Aristote pense donc que les animaux terrestres ont pu devenir aquatiques ou inversement, et il attribue ce changement de mœurs à quelques accidents survenus durant le développement embryogénique des animaux qui l'ont présenté. D'illustres naturalistes de notre temps ont de même admis qu'on pouvait attribuer aux monstruosités accidentelles une part importante dans la diversification des espèces. D'après ce passage, Aristote pourrait être considéré comme transformiste; mais la question du transformisme ne pouvait évidemment être posée à une époque où l'on n'avait pas encore songé à se demander s'il existait des espèces.
Considérant les animaux à tous les points de vue que lui suggère son esprit éminemment philosophique, Aristote effleure bien d'autres idées importantes, sans en tirer cependant toutes les conséquences qu'elles ont fournies quand nos connaissances relatives aux animaux ont été plus étendues. C'est ainsi qu'on peut voir, avec M. Jules Geoffroy, comme une intuition de la loi de la division du travail physiologique, développée seulement en 1827 par M. H. Milne Edwards, dans cette phrase du livre IV des Parties des animaux: «La nature emploie toujours, si rien ne l'en empêche, deux organes spéciaux pour deux fonctions différentes; mais, quand cela ne se peut, elle se sert du même instrument pour plusieurs usages; cependant il est mieux qu'un même organe ne serve pas à plusieurs fonctions.» D'autre part, la «lutte pour l'existence» que se livrent une foule d'animaux ne lui a pas échappé. «Les animaux, dit-il au livre IX, sont en guerre les uns contre les autres quand ils habitent les mêmes lieux et qu'ils usent de la même nourriture. Si la nourriture n'est pas assez abondante, ils se battent, fussent-ils de la même espèce.» Aristote n'a pas vu cependant que de cette lutte pouvait résulter l'extinction d'une ou plusieurs formes vivantes. Il est, au contraire, comme presque tous les philosophes de l'antiquité, pénétré de l'idée que le monde est immuable et que les ressources de la nature sont assez grandes pour rendre impossible la destruction d'une de ses œuvres. D'ailleurs tous les animaux ne sont pas en lutte; il en est qui sont amis, et ce n'est pas un des livres les moins brillants de l'Histoire des animaux que celui où le grand philosophe décrit les mœurs des êtres qu'il a étudiés et se montre aussi patient observateur que nous l'avons vu jusqu'ici habile anatomiste.

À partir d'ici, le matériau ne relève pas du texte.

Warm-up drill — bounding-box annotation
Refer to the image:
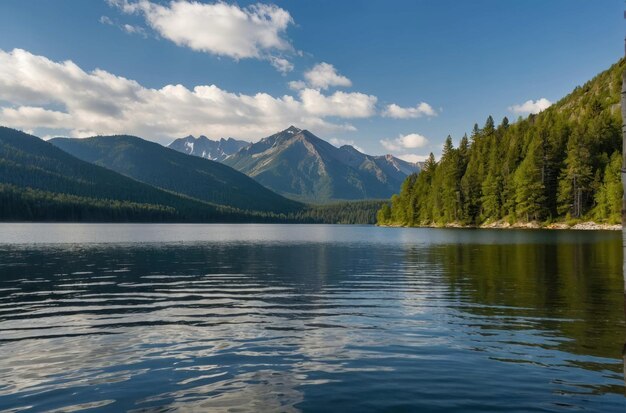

En résumé, l'œuvre immense dont nous venons d'esquisser les traits généraux est avant tout de celles auxquelles peut s'appliquer le plus justement le titre de «Philosophie zoologique». Aristote n'y accumule les faits que pour arriver à des lois, et son esprit pénétrant discerne avec un rare bonheur les rapports généraux. Plusieurs de ceux qui sont exprimés dans l'Histoire des animaux sont définitivement entrés dans la science tels qu'Aristote les avait formulés; d'autres ne sont qu'entrevus; mais ce qui est plus merveilleux peut-être, c'est qu'Aristote avait saisi du premier coup les différents points de vue auxquels le règne animal pouvait et devait être étudié. L'anatomie comparée, la physiologie, l'embryogénie, les mœurs des animaux, leur répartition géographique, les relations qui existent entre eux font également l'objet de ses études et ses recherches forment le plus riche trésor de connaissances que l'esprit d'un homme ait jamais possédé.